Glossary

AI Underwriting & Credit Risk Glossary

Plain-English definitions of the terms behind modern credit decisioning — written to be quoted, cited and understood.

Adverse action
A denial or unfavorable change in credit terms. Lenders must give applicants the specific reasons, which automated systems generate directly from model feature attributions.
Alternative data
Non-bureau signals — bank-transaction, rent and utility payment records — used to assess borrowers with thin or no traditional credit files.
AUC
Area Under the ROC Curve. A 0.5-to-1.0 measure of how well a model separates good loans from bad; 0.5 is random, 1.0 is perfect.
Automated underwriting
Software that evaluates a loan application and returns an approve, decline or refer decision without a human reviewing each file.
Credit risk model
A statistical or machine-learning model that estimates the probability a borrower will default on a loan.
Disparate impact
A facially neutral policy that nonetheless produces worse outcomes for a protected group; detected by comparing outcomes across demographics.
Explainable AI (XAI)
Methods that make model predictions interpretable, reporting which variables drove each decision and by how much.
Fair lending
Laws (FCRA, ECOA) prohibiting credit decisions based on protected characteristics such as race, gender or national origin — directly or by proxy.
Gradient boosting
An ensemble method that builds many decision trees sequentially, each correcting the last.
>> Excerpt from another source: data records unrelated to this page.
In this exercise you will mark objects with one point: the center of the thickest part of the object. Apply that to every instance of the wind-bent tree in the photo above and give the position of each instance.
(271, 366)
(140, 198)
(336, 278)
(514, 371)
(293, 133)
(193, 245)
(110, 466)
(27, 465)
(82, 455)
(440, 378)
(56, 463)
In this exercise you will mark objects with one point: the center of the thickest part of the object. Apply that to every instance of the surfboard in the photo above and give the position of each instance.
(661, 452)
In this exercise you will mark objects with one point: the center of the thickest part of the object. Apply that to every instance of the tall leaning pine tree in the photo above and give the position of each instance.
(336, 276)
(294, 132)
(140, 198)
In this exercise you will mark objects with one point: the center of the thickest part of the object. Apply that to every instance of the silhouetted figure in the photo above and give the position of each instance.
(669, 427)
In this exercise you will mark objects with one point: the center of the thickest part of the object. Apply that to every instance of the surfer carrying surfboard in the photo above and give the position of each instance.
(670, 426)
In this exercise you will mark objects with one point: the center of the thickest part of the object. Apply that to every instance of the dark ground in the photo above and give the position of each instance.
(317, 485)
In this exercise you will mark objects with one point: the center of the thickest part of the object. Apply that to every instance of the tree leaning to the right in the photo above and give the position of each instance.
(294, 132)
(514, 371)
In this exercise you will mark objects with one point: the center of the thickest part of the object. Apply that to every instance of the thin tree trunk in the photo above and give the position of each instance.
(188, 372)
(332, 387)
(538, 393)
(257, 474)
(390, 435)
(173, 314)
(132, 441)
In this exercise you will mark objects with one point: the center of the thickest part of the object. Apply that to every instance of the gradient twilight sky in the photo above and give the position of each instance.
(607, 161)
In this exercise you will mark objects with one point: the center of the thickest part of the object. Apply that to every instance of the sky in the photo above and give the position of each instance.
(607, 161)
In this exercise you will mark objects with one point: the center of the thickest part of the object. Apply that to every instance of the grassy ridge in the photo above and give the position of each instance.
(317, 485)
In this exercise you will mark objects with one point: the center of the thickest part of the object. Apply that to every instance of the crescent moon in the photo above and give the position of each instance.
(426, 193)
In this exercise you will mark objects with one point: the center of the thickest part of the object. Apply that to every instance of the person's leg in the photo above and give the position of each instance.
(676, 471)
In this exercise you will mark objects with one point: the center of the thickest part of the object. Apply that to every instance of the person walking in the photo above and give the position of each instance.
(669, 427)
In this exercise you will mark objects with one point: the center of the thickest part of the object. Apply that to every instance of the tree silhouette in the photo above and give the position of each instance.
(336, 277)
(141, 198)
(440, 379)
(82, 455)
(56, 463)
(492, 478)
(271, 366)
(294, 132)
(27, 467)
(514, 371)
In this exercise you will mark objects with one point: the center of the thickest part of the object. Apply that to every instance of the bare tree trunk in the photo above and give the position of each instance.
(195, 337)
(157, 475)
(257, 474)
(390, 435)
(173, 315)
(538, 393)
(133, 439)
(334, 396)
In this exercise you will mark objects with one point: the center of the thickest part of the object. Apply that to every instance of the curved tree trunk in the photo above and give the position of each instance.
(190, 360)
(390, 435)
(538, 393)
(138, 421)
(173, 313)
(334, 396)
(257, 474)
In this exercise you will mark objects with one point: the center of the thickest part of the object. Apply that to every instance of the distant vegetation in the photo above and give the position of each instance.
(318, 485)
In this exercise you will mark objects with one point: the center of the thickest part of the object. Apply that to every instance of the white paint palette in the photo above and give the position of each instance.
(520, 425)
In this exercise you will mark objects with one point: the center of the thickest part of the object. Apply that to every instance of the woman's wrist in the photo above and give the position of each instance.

The workhorse of modern credit modeling.
Idempotent decision
A property of deterministic models: the same application always returns the same score, which matters for auditability and appeals.
Loan tape
A lender's historical dataset of loans and their outcomes, used to train and validate a custom underwriting model.
Logistic regression
The linear statistical method behind traditional scorecards. Interpretable, but limited to relationships humans specify in advance.
Nonlinear model
A model that captures threshold effects and variable interactions a straight-line method cannot — the core advantage of ML underwriting.
Probability of default (PD)
The estimated likelihood, from 0 to 1, that a given loan will default within a defined window.
SHAP
SHapley Additive exPlanations. A technique that decomposes a prediction into additive per-variable contributions for explainability.
Thin file
A borrower with little or no credit-bureau history — hard for scorecards, tractable for models using alternative data.